"And torches and pitchforks could mildly inconvenience me. Okay. Have you got someplace to burn these or whatever once I've taken 'em off?" he asks, waggling a wing. "I don't think I'd better try just layering feathers on top, easier to copy angel wings wholesale. I could do without entirely, I guess, but my balance is for crap sans wings."
"This entire castle is vacant; we can dispose of them easily and no-one will know. Getting them off sounds like the hard part."
"Nah. A little messy, though. Hmmm, probably no one in 536 expects angels to wear jeans, either."
"You could wear anything you like and they'd believe whatever they're told. But I suppose a robe and halo would reinforce the message."
"Right. Unfortunately, I can't do the proper halo the way angels really do, because they do it by changing bits of their skulls into magnets to make the halos float, and I'd be looking at major surgery. Wings, I can do." He reaches over his shoulders, hooks his fingers into thin wires that are suddenly there, and yanks. The wings flop to the floor.

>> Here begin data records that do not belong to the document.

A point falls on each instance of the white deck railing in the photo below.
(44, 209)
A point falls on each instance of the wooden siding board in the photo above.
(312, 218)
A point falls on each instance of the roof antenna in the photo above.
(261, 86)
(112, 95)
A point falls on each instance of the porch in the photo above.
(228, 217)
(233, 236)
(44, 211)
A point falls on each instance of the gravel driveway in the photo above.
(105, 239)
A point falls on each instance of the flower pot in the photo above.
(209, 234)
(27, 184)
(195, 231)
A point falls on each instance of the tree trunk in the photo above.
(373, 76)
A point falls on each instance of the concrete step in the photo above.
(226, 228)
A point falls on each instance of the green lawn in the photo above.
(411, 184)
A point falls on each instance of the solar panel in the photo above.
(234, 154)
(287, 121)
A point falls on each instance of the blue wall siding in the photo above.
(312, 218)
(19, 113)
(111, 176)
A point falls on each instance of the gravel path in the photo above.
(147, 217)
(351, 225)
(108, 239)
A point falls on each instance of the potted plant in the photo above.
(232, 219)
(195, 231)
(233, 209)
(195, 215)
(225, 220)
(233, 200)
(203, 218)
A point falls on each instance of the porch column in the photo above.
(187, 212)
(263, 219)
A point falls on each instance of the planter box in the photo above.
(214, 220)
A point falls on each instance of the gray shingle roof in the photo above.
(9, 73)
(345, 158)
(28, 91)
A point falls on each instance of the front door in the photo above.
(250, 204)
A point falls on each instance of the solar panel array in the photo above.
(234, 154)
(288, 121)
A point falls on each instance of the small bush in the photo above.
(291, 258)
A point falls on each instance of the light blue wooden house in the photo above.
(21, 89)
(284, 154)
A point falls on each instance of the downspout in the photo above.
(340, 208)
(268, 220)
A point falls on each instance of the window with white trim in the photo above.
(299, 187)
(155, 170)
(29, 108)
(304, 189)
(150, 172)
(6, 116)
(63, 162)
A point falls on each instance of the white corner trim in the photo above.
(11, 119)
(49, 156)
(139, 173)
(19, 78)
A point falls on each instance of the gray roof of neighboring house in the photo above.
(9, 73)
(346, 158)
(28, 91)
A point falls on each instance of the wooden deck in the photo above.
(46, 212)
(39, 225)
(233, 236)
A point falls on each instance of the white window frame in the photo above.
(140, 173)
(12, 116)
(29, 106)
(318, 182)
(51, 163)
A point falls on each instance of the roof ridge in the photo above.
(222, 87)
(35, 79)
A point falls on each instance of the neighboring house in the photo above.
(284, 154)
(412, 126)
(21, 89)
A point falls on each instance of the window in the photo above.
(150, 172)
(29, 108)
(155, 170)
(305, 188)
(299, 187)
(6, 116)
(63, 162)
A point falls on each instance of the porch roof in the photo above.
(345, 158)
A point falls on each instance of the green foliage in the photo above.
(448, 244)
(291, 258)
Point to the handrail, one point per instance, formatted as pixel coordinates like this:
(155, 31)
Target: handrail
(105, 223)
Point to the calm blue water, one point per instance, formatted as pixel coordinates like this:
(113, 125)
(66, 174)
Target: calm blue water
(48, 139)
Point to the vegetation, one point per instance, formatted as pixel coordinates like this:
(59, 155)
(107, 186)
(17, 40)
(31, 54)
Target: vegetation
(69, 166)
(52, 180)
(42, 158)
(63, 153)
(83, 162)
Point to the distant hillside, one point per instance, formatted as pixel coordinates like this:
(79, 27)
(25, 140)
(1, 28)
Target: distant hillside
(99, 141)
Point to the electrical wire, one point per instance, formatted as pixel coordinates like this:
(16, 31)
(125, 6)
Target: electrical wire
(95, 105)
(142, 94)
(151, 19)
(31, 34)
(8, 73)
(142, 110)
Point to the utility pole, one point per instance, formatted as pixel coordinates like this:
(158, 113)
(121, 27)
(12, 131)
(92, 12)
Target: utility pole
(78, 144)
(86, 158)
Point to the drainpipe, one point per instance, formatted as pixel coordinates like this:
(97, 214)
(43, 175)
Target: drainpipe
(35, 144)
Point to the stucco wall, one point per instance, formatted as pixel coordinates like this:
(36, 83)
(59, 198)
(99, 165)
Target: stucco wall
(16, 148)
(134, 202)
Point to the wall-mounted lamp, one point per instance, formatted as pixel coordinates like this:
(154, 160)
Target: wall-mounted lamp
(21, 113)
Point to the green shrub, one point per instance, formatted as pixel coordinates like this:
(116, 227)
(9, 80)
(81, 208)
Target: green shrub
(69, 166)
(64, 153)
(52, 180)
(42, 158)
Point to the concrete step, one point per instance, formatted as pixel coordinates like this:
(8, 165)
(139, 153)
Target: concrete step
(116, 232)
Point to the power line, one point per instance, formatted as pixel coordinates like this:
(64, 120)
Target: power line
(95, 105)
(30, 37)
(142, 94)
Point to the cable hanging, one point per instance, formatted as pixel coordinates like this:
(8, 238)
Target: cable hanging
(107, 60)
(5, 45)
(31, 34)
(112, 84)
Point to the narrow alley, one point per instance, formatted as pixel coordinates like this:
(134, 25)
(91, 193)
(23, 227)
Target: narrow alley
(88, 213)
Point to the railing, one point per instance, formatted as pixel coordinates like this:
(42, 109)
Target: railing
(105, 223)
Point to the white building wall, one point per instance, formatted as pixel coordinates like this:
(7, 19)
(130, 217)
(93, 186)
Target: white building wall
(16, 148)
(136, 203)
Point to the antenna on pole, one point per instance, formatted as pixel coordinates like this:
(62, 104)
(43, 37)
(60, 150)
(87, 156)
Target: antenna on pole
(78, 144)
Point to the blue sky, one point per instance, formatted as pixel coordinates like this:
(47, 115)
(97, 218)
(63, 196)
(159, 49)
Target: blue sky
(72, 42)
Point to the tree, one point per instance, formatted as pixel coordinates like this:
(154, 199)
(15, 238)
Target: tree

Cam does the same thing to his tail, then starts unpeeling spontaneously-appeared gauze and tape and the blood thereon from his back.
He stares for a bit, then picks up the pieces and sends them down a chute in the hall.
"We'll have to fire up the incinerator on the way out, but waste disposal is nowhere near as bad as it used to be."
"Good for it. Right, big white feathery wings sound good to you?" inquires Cam, removing further gauze from the location of his former tail and dropping that down the chute too. "I'm thinking swan-style feathers."
He takes a book from the nearest shelf, flips through it, and shows Cam an illumination of an angel matching that description.
And then there are big white feathery wings. Cam rustles them experimentally.
"Do those enable you to fly? In my magician persona I get often asked about flight, but alas it is more than thirteen centuries away."
"Yeah, I can fly - I might be a little clumsy with the new wings at first, like if you were learning to walk digitigrade, but I should be able to get off the ground. I can't hover, though."
"Then you might not even have to tell people you're an angel for them to believe it."
"You don't think I should throw in, oh, warm cedar-scented wind prefacing my approach, and a choral background, and descend from dramatically sculpted clouds?"
"Sure. Air is a thing, so I can make it, complete with little cedar particles. Teeny little music players are things, so I can make 'em. Clouds are things, so I can make 'em, although I can't get rid of preexisting clouds, so this might be an activity for a sunny day if we want to do it properly."
"And then we can tell them... what? That we come to usher in the Millennium with no mortal king? The Church would object to that even in the face of a whole choir of angels."
"I'm admittedly not up on theology, it has not been a focus and I imagine it's changed some in sixteen hundred years. So we should compose me a speech, or I suppose I can just land and introduce all of the recalcitrant types to the modern equivalent of - have you got chloroform when you're from?"
"Yes, but we usually use ether for anesthetic purposes. It's safer, and if we wanted the knights dead we could let them walk into our electric fence."
"Yes, I said 'modern equivalent of', I do not know when chloroform fell out of common use except that it was well before I began peering at medical textbooks. I can knock people out nice and safe, is my point. I will also be fine if they decide to shoot directly at me or something."
It's the Church that would be hard to convince, and they're the ones we need to withdraw the Interdict."
"I think I would like a general rundown of what you have been up to since your head injury."
As for what I've been doing with that position, mostly I've been kick-starting an industrial revolution. Factories I mentioned, but the schools and universities were more important. Convincing people that they can think and not simply accept whatever an authority figure decrees, though apparently that only worked on fifty-three of them.
At one point the king and I went out disguised as commoners to show him what life is like for his subjects. When we returned, he abolished slavery and I took care of smallpox. The queen took a disliking to me after I got in the habit of pardoning her prisoners when they haven't committed any crime.
I've been working improvements of that sort since arriving, toward the eventual goal of establishing a republic after the king's death.
A few months ago, my infant daughter became ill, and my family left for France while she recovered. My wife and daughter are still safely out of the country, thank God. I only just returned, and found everyone absent. The Church has proclaimed an Interdict, so nobody is to receive any sacraments until the King, Mordred, and I are all dead. Arthur and his nephew killed each other, I hear, and now all of superstitious England opposes my few faithful. Clarence, my right hand man, did proclaim a Republic, but it lacks standing at the moment."
"Sorry, I missed the part of the story where you married some lady from Camelot...? Whatever, I suppose that's relatively unimportant. Have you considered faking your death?"
"Yes, but if I stay dead then the country goes back to sixth-century feudalism. I don't know if the abolition of slavery would survive the next king's reign, let alone the idea of representation. And if I don't stay dead, then nearly everyone would try to remedy that."
"Well, you could go to France and industrially revolutionize France, if England is so keen on being a backwater. I would be happy to periodically steal large quantities of slaves for manumission overseas."